Lest one think that weather changes and other environmental factors chiefly explained the army's healthier state, Privette notes that private-sphere medical inspectors previously critical of the army, such as physicians employed by the USSC and WSC, abruptly changed their tune after witnessing the surprisingly (in their view) strong health of the soldiers besieging Vicksburg and improved efficiency of army medical services. Rather than try to block civilian aid workers altogether, Grant sagely facilitated aid society medical supply supplementation with the caveat that it be tightly regulated by army officials. The reshaped relationship worked well, and, in the author's view, the army at Vicksburg experienced far less civilian interference and authority conflicts than it did during the contentious aftermath of Shiloh.
By June, however, malarial diseases and diarrhea/dysentery exploded among the heavily reinforced Vicksburg besiegers, with total sick numbers double what they were during the earlier canal-building winter. Nevertheless, only the worst cases were evacuated to general hospitals upriver, and the new division and corps field hospitals (with assistance from the hospital ships) were able to keep the temporarily disabled soldiery nearby and, working together, managed the army's health well enough to earn credit for being a strong sustaining force along the army's path to final victory. Aiding those efforts, supplies and medicine (one of the most critical being quinine) flowed into the field hospitals via the Milliken's Bend transit depots with noteworthy, albeit imperfect, consistency.
During the siege itself, oppressive heat and humidity affected both sides regardless of the impression that southerners were more physically accustomed to it. With the besieging army swelling to 77,000 men, getting sufficient supplies of potable water was paramount, and both sides utilized the nearby Mississippi River as a supplement to local sources. Just as important as medical care for Grant's soldiers was the positive effect the practice of regular unit rotation into and out of the trenches had on the men's physical and mental well-being. The Confederate defenders did not have that luxury. Though drawing detailed comparisons between Union and Confederate medical services lies beyond the scope of this study, it is clear that by the end of the siege, when a third of the defenders were in hospital and much of the rest seriously debilitated by constant front line duty, the "surgeon's battle" was one that the Confederates could not have hoped to match.

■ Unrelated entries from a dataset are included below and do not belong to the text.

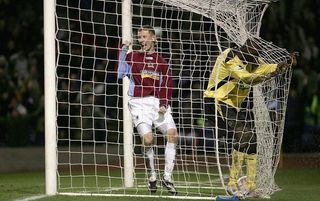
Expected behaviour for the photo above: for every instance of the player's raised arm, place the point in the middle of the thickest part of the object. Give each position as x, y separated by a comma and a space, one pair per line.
123, 66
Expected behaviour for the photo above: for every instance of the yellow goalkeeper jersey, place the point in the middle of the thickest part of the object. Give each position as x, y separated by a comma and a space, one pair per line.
233, 79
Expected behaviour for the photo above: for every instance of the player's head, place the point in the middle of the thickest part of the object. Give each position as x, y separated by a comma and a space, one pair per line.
147, 38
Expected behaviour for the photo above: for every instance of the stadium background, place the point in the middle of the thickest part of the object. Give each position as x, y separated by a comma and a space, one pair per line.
289, 23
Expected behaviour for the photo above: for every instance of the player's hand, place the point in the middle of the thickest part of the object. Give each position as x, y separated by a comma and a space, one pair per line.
162, 109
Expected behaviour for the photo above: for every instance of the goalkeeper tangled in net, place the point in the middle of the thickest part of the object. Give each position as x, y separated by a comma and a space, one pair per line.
229, 91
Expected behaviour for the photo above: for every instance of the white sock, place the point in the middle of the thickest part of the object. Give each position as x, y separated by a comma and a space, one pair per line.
150, 163
170, 155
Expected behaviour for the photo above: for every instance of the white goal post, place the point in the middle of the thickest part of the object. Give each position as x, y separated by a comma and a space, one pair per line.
92, 147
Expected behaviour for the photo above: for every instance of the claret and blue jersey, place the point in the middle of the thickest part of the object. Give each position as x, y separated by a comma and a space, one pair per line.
149, 74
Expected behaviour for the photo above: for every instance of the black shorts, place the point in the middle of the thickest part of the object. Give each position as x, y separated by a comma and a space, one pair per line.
234, 126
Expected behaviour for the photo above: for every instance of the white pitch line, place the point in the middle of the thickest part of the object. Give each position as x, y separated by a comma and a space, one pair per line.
37, 197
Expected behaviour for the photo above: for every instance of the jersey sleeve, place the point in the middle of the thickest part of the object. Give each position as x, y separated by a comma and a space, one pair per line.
165, 92
123, 66
244, 73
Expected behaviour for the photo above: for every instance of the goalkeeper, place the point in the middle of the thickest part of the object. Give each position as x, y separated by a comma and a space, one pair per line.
234, 74
150, 93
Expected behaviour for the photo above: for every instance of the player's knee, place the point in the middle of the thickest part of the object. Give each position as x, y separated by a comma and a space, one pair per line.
147, 139
172, 136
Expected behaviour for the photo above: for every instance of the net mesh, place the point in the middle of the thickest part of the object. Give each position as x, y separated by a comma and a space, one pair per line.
191, 35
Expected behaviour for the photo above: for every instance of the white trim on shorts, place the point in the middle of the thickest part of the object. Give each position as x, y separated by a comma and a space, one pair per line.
145, 112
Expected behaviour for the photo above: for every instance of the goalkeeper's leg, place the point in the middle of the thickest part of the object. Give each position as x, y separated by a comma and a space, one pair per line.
235, 169
251, 161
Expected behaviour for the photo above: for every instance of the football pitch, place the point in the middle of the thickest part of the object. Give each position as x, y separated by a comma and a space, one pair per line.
301, 184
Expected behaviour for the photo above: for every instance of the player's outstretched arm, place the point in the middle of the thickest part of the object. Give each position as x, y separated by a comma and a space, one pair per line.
123, 66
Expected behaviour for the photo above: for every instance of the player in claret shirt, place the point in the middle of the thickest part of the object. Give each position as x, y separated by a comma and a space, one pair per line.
150, 93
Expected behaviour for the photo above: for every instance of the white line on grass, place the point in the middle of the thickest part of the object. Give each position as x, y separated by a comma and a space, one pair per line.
37, 197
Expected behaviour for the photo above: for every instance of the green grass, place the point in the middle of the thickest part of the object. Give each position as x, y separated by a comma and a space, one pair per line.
296, 184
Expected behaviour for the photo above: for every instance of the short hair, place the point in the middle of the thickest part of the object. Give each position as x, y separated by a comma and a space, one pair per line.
148, 28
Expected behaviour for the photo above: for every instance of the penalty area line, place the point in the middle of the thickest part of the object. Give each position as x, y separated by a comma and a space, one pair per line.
37, 197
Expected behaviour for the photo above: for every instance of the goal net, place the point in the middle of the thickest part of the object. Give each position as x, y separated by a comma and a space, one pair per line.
190, 36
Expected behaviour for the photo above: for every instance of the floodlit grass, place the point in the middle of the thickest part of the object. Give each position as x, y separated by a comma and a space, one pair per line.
296, 184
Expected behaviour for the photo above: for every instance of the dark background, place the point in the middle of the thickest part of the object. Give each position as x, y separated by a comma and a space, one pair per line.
292, 24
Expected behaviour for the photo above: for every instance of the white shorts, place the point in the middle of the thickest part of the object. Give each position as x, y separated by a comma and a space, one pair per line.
145, 110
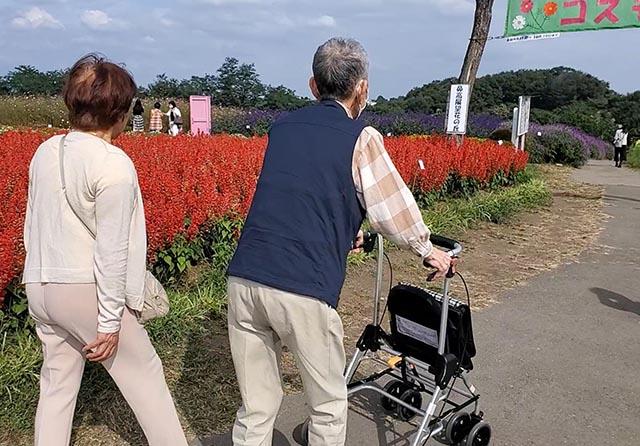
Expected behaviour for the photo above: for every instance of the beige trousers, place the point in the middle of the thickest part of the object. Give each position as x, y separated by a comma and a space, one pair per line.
66, 317
260, 320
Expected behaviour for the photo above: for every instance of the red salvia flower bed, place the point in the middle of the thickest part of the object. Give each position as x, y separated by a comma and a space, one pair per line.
188, 182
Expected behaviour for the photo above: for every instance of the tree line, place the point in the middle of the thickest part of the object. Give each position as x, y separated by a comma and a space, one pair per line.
559, 95
234, 84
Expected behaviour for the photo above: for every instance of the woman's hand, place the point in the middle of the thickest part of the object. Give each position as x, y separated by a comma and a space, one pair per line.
357, 243
441, 261
103, 348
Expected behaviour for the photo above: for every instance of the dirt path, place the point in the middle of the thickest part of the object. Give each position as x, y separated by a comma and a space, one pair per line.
495, 257
531, 243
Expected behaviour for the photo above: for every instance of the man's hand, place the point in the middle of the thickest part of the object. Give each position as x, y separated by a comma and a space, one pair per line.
441, 261
357, 243
103, 348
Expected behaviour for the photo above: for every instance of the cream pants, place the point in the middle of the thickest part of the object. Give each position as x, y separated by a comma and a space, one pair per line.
66, 317
261, 319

The Surgeon's Battle: How Medicine Won the Vicksburg Campaign and Changed the Civil War represents a noteworthy addition to the medical services history of the Civil War. Keeping in mind the environmental extremes within which the Vicksburg Campaign was fought as well as period limitations in the scientific knowledge of disease processes and transmission, Privette's study nevertheless successfully argues that Grant's Army of the Tennessee incorporated improvements in medical department organization and practices that were numerous and significant enough to mitigate the effects those unavoidable factors had on soldier health and fighting efficiency. While the subtitle's lofty claim that medicine "won" the campaign is certainly attention-grabbing, it is actually more representative of the book's content and interpretation to maintain that advancements in Union Army medicine "helped win" the contest for Vicksburg. That more measured conceptualization, as developed by Privette, is persuasive.